En tout cas, cet objet est tout à fait extraordinaire, avec un côté incrusté d'argent et l’autre d'or. On peut penser à une symbolique soleil et lune. Ce ne sont encore que des hypothèses et il faut les confirmer. C'est un objet qui va encore demander beaucoup, beaucoup d'études", confie Vincent Rondot.
Sphinx à l'effigie de Taharqa
Ce petit sphinx en granit gris à l'effigie du roi Taharqa est un exemple typique du style archaïque dont sont férus les rois de Kouch.

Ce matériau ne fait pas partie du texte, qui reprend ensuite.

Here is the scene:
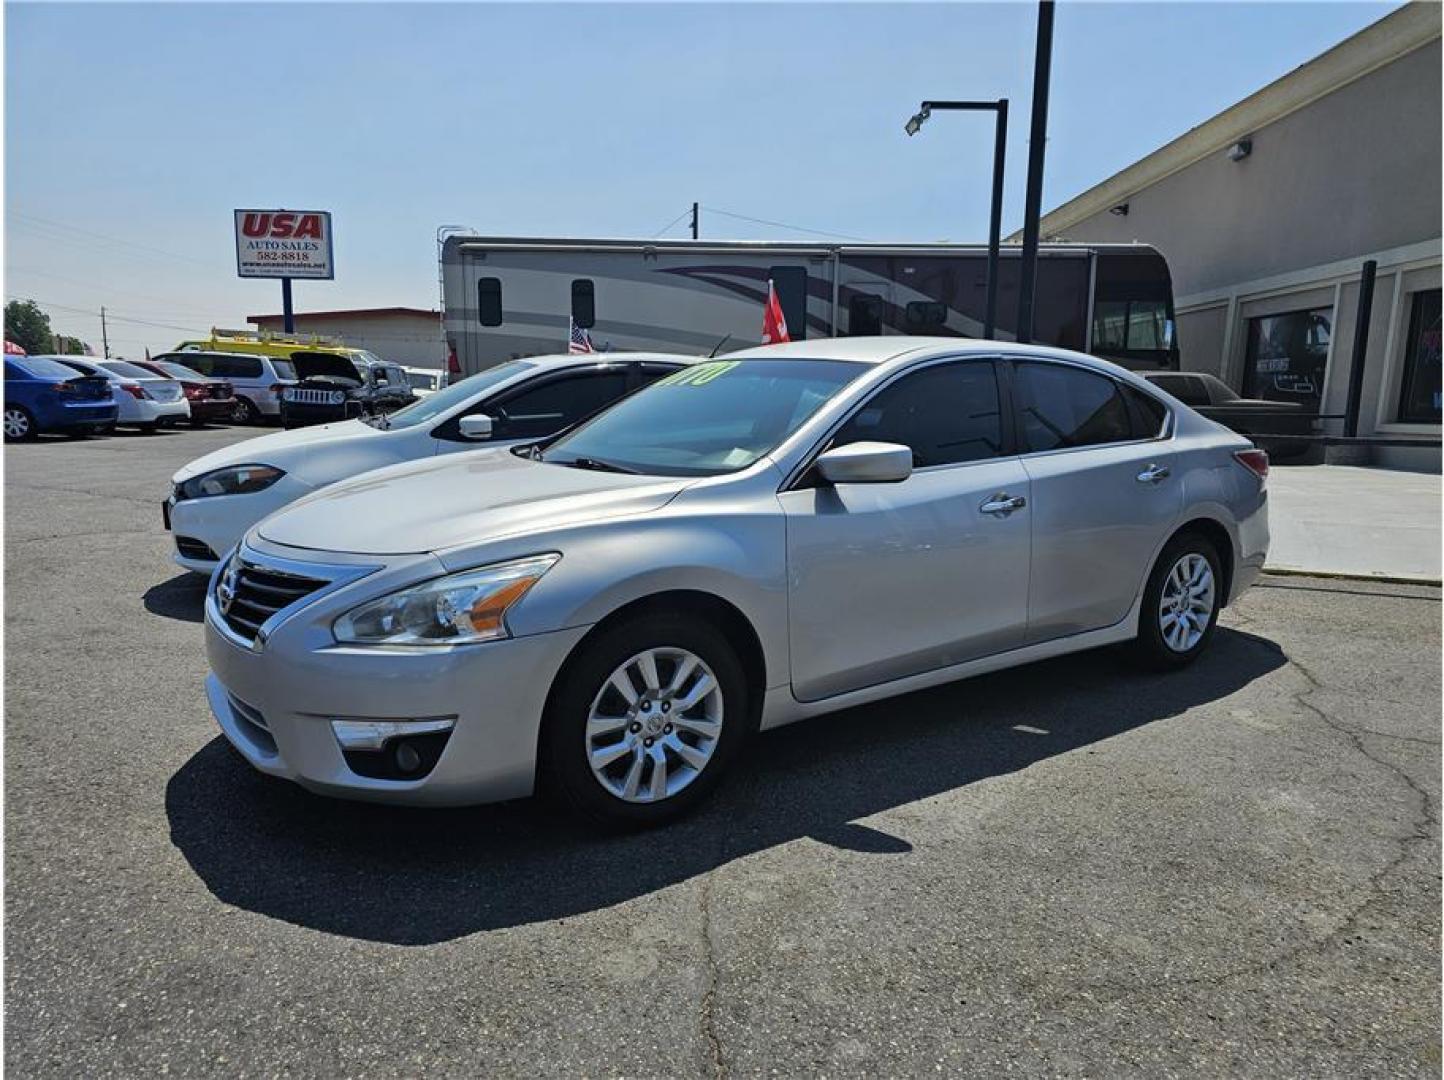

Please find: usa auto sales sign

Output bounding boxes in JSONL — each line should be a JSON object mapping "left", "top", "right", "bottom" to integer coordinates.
{"left": 234, "top": 209, "right": 334, "bottom": 279}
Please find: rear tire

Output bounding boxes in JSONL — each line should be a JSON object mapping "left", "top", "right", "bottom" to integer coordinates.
{"left": 1130, "top": 532, "right": 1223, "bottom": 670}
{"left": 230, "top": 397, "right": 258, "bottom": 425}
{"left": 540, "top": 612, "right": 750, "bottom": 829}
{"left": 4, "top": 406, "right": 36, "bottom": 442}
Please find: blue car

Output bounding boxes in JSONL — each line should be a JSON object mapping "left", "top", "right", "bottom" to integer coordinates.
{"left": 4, "top": 355, "right": 119, "bottom": 441}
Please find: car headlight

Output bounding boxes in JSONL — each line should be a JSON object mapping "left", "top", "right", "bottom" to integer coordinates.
{"left": 333, "top": 554, "right": 560, "bottom": 646}
{"left": 178, "top": 464, "right": 285, "bottom": 500}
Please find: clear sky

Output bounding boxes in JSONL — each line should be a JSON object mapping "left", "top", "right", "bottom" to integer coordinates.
{"left": 6, "top": 1, "right": 1397, "bottom": 358}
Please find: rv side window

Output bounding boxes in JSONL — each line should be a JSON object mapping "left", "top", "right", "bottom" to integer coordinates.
{"left": 767, "top": 266, "right": 808, "bottom": 341}
{"left": 478, "top": 278, "right": 503, "bottom": 327}
{"left": 571, "top": 279, "right": 595, "bottom": 329}
{"left": 905, "top": 300, "right": 947, "bottom": 330}
{"left": 849, "top": 294, "right": 884, "bottom": 336}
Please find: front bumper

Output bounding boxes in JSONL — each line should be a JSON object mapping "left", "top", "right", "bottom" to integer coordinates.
{"left": 202, "top": 544, "right": 590, "bottom": 806}
{"left": 168, "top": 476, "right": 314, "bottom": 572}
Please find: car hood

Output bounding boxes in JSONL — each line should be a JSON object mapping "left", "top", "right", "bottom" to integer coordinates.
{"left": 255, "top": 449, "right": 692, "bottom": 556}
{"left": 292, "top": 352, "right": 363, "bottom": 383}
{"left": 171, "top": 419, "right": 379, "bottom": 482}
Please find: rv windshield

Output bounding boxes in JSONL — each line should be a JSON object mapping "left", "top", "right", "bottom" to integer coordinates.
{"left": 371, "top": 360, "right": 533, "bottom": 430}
{"left": 540, "top": 359, "right": 865, "bottom": 476}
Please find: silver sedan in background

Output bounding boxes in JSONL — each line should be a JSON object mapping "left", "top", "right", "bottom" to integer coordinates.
{"left": 203, "top": 338, "right": 1269, "bottom": 827}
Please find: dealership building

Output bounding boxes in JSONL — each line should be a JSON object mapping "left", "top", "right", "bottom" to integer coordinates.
{"left": 247, "top": 307, "right": 445, "bottom": 369}
{"left": 1025, "top": 2, "right": 1440, "bottom": 471}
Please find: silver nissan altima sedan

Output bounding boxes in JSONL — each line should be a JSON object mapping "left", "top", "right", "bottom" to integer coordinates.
{"left": 203, "top": 338, "right": 1269, "bottom": 826}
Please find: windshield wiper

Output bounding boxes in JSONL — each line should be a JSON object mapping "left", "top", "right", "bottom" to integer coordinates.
{"left": 554, "top": 455, "right": 638, "bottom": 474}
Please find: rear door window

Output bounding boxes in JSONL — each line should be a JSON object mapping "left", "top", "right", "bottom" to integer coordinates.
{"left": 833, "top": 361, "right": 1005, "bottom": 467}
{"left": 1013, "top": 361, "right": 1133, "bottom": 452}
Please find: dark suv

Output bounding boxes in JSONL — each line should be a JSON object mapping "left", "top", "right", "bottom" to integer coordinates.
{"left": 279, "top": 352, "right": 415, "bottom": 429}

"C'est un sphinx qui représente le roi Taharqa avec le corps et les pattes de lion et une tête humaine. Cette pièce nous est prêtée par le British Museum et elle est passionnante parce qu'on sait d'où elle vient. Ce sphinx a été trouvé au Djebel Barkal. Il y a le nom de Taharqa qui est écrit sur le poitrail. Et puis ce qui intrigue beaucoup de les archéologues, c'est cette coiffe kouchit avec ces deux cobras. On a du mal à savoir si c'est la royauté, la Basse-Égypte, si c'est le royaume de Kouch et l'Égypte aussi, ou si c'est encore autre chose. Ce n'est pas facile d'avoir le fin mot là-dessus", analyse avec passion l'égyptologue.
"Ce qui est intéressant, c'est que cette façon de faire avait lieu au Moyen Empire, c'est-à-dire vers 1900-1700 avant Jésus-Christ. Donc plus de 1 000 ans avant Taharqa. C'est un moyen de montrer aux visiteurs comment les rois de Kouch étaient intéressés par l'archaïsme. Ils souhaitent respecter les anciennes façons de faire parce que d’après eux, elles sont théologiquement plus intéressantes. Ils estiment que l'Antiquité est une preuve de qualité", ajoute ce dernier.
"Pharaon des deux terres. L'épopée africaine des rois de Napata", jusqu'au 25 juillet 2022 - Entrée Est - Musée du Louvre Pyramide - Cour Napoléon 75001 Paris - De 9h à 18h les lundis, mercredis, jeudis, samedis et dimanches. Jusqu'à 21h45 le vendredi. Fermé le mardi - Entrée : - de 26 ans : gratuit - Tarif sur place : 15€ - Billet en ligne : 17€.